Lightening or merely shifting the burden on contractors?

A powerful driver of federal acquisition policy is suspicion the government isn't getting the absolute lowest prices vendors have to offer.

When I used to bench press with a single heavy bar, it looked impressive when I put a big plate and a few little ones on either end. But after a while it started to hurt my shoulders. So this never-to-be-Charles-Atlas switched to dumbbells. Even with the same total weight, somehow having each arm work separately makes for less stress on the rotator cuff.

To some extent, the General Services Administration has start to change, though not really lighten, the heavy lift of reporting and compliance it imposes on federal contractors. The big question is whether the new reporting regime will also sink under its own weight.

By way of background, a powerful driver of federal acquisition policies is suspicion the government isn’t getting the absolute lowest prices vendors have to offer.

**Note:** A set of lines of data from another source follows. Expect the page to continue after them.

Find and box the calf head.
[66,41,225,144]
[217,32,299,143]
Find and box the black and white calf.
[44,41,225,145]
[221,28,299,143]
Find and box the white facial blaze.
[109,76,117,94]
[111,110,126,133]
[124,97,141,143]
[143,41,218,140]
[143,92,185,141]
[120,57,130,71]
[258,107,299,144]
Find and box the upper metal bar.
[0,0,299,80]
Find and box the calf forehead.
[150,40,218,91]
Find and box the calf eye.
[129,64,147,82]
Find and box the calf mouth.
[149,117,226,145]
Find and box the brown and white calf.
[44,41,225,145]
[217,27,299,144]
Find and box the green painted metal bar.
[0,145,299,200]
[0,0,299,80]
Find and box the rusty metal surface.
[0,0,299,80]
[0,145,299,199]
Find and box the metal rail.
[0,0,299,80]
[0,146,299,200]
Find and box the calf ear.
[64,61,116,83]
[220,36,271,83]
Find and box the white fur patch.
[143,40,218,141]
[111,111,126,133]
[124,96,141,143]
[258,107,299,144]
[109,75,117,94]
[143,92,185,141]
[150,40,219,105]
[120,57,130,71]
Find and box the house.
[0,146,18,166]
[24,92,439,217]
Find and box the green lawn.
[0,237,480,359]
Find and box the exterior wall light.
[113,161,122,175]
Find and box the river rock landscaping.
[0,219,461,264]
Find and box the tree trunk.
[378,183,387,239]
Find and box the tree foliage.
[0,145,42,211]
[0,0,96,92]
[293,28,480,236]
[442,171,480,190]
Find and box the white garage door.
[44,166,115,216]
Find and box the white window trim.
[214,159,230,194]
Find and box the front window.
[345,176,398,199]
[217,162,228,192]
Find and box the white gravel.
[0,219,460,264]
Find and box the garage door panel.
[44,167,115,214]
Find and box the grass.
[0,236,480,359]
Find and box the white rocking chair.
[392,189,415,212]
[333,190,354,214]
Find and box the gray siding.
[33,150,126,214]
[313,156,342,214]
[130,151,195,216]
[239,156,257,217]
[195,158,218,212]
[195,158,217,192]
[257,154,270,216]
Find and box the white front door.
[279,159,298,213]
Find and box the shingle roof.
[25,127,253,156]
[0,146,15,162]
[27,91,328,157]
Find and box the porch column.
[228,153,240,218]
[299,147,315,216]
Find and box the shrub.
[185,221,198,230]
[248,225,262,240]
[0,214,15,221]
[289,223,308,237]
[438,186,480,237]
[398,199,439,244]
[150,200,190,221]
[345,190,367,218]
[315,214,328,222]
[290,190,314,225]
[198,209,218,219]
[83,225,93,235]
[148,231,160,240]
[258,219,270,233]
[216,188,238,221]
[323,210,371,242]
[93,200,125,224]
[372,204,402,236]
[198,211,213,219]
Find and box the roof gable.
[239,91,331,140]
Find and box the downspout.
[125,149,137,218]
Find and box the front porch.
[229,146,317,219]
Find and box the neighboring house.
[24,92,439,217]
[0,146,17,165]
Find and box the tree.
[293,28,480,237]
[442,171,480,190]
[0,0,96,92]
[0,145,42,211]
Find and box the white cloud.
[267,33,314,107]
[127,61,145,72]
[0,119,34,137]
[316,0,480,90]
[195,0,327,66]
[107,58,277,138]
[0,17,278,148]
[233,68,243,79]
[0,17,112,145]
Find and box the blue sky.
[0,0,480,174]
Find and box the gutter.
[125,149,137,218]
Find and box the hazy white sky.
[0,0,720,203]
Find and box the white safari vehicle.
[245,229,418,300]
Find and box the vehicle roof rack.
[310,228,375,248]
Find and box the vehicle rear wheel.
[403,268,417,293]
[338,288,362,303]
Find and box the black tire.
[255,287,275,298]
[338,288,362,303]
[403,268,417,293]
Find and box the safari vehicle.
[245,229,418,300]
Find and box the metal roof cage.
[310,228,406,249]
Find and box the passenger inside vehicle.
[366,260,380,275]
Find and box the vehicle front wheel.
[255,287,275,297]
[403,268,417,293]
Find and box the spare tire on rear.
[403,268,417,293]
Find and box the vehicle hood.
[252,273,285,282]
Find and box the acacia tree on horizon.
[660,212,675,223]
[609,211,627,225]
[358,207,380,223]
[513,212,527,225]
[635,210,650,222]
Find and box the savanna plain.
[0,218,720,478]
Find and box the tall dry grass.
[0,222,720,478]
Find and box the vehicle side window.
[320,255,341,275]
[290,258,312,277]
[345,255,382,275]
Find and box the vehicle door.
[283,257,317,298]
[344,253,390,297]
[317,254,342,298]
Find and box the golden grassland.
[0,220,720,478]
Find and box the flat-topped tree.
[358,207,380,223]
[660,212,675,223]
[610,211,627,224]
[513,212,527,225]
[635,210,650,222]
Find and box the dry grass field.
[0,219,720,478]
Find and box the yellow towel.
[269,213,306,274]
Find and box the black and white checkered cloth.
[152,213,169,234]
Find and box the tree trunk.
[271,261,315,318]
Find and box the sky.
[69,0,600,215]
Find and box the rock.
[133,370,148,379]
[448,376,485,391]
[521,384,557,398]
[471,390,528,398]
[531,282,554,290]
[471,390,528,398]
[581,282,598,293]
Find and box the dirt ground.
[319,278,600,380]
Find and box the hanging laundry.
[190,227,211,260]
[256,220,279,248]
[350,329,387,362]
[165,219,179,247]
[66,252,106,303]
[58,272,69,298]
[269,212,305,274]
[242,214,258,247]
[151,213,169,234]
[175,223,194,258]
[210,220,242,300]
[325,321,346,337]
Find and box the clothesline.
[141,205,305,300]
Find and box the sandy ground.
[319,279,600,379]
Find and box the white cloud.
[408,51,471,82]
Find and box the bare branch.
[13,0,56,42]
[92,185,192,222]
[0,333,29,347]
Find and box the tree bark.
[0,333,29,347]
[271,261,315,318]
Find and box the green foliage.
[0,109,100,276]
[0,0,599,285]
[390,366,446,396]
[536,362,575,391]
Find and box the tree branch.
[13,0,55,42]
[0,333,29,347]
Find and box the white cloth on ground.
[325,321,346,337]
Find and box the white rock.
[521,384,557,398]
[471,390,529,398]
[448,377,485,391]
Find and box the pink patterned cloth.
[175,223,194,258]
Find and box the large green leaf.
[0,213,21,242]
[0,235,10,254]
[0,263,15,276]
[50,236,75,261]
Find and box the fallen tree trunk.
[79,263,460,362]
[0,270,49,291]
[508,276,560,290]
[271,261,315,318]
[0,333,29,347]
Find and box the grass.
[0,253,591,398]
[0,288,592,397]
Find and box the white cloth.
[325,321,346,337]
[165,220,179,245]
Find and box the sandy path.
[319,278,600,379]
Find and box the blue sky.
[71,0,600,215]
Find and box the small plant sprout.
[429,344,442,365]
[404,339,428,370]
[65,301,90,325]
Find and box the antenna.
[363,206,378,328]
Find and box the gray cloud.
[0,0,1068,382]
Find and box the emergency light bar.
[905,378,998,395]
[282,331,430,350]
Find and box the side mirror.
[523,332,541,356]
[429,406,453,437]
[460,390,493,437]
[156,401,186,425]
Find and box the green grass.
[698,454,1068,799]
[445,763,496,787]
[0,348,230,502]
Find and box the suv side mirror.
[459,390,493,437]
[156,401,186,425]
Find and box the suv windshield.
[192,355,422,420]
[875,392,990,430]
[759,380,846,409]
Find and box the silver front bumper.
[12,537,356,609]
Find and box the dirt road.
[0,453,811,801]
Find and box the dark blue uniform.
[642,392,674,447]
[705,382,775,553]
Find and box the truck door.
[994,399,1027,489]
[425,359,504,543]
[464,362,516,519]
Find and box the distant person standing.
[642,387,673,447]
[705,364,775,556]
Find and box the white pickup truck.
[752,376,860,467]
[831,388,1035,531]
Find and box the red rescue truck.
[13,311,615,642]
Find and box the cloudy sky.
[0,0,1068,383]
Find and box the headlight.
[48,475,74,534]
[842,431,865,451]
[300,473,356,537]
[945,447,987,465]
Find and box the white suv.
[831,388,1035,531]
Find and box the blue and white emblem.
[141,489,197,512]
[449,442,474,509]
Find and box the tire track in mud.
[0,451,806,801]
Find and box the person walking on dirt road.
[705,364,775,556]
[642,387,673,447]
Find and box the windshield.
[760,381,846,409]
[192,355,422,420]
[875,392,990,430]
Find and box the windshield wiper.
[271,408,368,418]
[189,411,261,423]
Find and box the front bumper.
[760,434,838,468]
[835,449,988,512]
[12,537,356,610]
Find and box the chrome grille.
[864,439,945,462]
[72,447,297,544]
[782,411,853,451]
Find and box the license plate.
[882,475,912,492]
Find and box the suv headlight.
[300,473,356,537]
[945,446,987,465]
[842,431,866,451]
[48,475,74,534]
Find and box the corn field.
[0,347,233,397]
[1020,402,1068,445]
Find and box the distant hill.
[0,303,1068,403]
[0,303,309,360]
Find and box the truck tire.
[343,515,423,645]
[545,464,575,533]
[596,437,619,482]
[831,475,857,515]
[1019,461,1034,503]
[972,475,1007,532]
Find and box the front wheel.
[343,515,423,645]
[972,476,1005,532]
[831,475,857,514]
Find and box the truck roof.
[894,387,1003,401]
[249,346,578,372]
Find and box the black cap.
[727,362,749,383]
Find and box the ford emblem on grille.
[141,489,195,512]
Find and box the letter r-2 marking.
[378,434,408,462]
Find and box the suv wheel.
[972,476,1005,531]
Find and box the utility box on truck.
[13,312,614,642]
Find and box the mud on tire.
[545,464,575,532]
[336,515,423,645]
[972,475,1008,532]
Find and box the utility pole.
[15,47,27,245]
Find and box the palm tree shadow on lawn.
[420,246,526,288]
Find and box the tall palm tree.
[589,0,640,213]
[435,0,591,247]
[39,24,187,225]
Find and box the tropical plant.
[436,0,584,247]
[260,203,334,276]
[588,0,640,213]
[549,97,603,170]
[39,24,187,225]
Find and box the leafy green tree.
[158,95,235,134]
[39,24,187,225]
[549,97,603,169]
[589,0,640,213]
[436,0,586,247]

Long ago that gave rise to the hated price reduction clause for sales on the GSA multiple award schedule contracts and other contract vehicles.

The clause often acted as a gotcha mechanism for the government, when it discovered — or a whistleblower disclosed — that this or that customer is getting a lower prices for a given widget than this agency. Ergo, the vendor is by definition violating not only the price reduction clause but also the False Claims Act. Vendors tend to settle and pay, rather than go to court over what may have been an inadvertent mistake.

If the price reduction clause was the 45-pound plate on one end of the heavy bar, the commercial sales practices regulation hung on the other end. It’s the government’s way of getting any new discount programs a vendor offers commercial customers.

So after long deliberation and contentious rule-making, GSA finalized its transaction reporting rule. As Jason Miller reports, the basic idea is to have contractors eventually upload data about every federal sale it completes. In theory, contracting officers would tap all this aggregated data and somehow know what they should be paying for a thing. The transaction reporting rule pushes all the right contemporary buttons — category management, big data, data analytics.

I predict this will be a whole lot harder to implement in practice than it sounds in theory. You have to wonder about something that takes 185 pages to describe. Among my questions: How will vendors or the government know that data is consistent from company to company, elements such as product descriptions or terms and conditions? Will the information match the information in the government’s existing systems that record what it bought and how much it paid? How come that information doesn’t become the basis of analysis in the first place? Will the data be able to show real comparability in sales when terms and conditions might be different even though the product itself is identical?

GSA is giving itself time to learn the answers to these and other questions. The rule is initially voluntary, and limited to the multiple award schedule contracts. GSA says the reporting burden will in fact be lighter. It postulates the current practice (price reduction and commercial sales practices rules) cost Federal Supply Schedule contractors $44 million. It estimates the new rule will carry first-year costs of $12 million, resulting in a cost reduction of $32 million.

Who really knows? But on the assumption that something had to give, GSA could be taking a step in the right direction.